Variant for Get the Goods/Reibach & Co.

A couple of years ago, my brother, my niece, and I gathered at my mom's house to help her celebrate her 70th birthday. Naturally, I brought along some games (hope springs eternal for the true gamer). To my delight, I found that my niece Nicole loves playing games. Naturally, I tried to introduce her to the wonders of German Gaming. She didn't think much of Lost Cities, but absolutely fell in love with Get the Goods. Thanks to her persistance, all four of us were soon playing numerous games of this Alan Moon classic, which suited me just fine, as it's probably my favorite middle weight game.
Like other gamers, we soon found some aspects of the design that needed a little tweaking. I started introducing variants I had read about one by one. Finally, we came up with a version we all liked. It's an amalgam of practically every GtG variant ever devised, but it works. If you have any attraction for GtG/Reibach, try this variant out. It takes care of all the balance/luck issues some have complained about. Specifically, I think the 2x cards are finally handicapped properly. The result is a truly great game--check it out!
Here are the additional procedures to add to the standard rules:
Begin by removing the 2x and Wild cards as well as the $ cards. Shuffle the remaining 90 cards and deal 4 to each player. Also give each player a 2x card. This card is placed face up in front of the player. The players own these cards, but they are not yet part of their hands.

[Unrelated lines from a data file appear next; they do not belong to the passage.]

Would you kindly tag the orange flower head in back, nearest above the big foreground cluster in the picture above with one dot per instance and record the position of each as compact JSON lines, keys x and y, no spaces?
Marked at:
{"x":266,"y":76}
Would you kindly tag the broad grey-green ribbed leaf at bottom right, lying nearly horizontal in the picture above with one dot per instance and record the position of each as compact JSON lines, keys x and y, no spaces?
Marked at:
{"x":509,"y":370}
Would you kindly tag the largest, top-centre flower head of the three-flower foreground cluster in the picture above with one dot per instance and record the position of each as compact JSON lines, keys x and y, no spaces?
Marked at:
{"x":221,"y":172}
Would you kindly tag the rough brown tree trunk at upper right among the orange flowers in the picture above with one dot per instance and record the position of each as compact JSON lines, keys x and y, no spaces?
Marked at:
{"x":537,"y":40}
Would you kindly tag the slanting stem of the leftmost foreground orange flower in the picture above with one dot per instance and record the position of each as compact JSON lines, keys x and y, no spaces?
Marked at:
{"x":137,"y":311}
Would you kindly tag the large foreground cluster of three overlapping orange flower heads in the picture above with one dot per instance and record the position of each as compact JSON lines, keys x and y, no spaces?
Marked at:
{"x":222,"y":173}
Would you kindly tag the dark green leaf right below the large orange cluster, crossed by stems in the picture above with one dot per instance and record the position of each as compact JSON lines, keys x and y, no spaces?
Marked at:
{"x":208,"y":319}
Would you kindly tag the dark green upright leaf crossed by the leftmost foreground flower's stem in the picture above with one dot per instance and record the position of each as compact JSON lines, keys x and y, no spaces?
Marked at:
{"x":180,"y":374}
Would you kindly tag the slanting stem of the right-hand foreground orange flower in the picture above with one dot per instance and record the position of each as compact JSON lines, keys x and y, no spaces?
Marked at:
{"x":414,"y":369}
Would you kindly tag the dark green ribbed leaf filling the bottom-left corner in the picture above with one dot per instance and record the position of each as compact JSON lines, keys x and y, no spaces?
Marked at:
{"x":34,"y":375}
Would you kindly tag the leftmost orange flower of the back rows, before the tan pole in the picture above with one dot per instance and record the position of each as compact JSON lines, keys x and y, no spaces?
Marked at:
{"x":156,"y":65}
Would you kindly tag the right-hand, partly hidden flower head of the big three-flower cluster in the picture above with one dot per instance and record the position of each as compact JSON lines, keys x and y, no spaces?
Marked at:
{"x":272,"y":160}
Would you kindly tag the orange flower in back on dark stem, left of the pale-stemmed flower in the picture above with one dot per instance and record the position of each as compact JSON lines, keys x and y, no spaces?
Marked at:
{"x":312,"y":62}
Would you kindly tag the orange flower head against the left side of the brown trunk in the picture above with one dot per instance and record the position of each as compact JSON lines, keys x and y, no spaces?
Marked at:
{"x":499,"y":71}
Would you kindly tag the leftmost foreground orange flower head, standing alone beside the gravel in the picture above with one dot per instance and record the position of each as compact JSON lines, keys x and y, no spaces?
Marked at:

Shuffle the $, Wild, and any remaining 2x cards back into the deck. Deal the first three cards face up, as with the standard game.
During the first round, players may get less than their usual three actions to compensate for the advantage of going earlier in the turn order. In a three player game, the first player only gets 1 action and the second player 2 actions. In a four player game, the first player gets 1 action and the second and third players each get 2 actions. In a five player game, the first and second player each get 1 action and the third player gets 2 actions. All other players get 3 actions and all players after the first round get their normal 3 actions.

As with the "official" variant, it costs 2 actions to pick up a Wild or 2x card from the display. It also costs 2 actions to pick up the 2x card that begins the game in front of you and place it in your hand. Moreover, it costs 2 actions to play a 2x card from your hand. The cost to play a Wild card is the usual 1 action.
The rest of the game uses the standard Get the Goods rules.
There are two additional optional rules which can be used. With 3 or 4 players, you can choose to discard the remaining 2x cards rather than shuffle them back into the deck. This means that each player will have exactly one 2x card, which may reduce some luck. But with the current rules, it's not at all clear that having a second 2x card is beneficial. After all, it takes 8 actions and a minimum of 4 turns to pick up and play both 2x cards.
Finally, the reduced actions in the first round do not totally equalize the different playing positions in the 4 and 5 player games. So if you wish, you can use the playing position to break any ties in the final scoring. In a 4 player game, the player in the third position wins all ties, followed by the fourth player, the first player, and the second player. In a 5 player game, the player in the second position wins all ties, followed by the fifth player, the third player, the first player, and the fourth player. (This is based on an analysis which shows that the actual advantage per position in a 4 player game is 3/4 of an action and in a 5 player game is 3/5 of an action. The advantage in a 3 player game is exactly 1 action per playing position, so the players can be properly handicapped and ties result in joint winners.)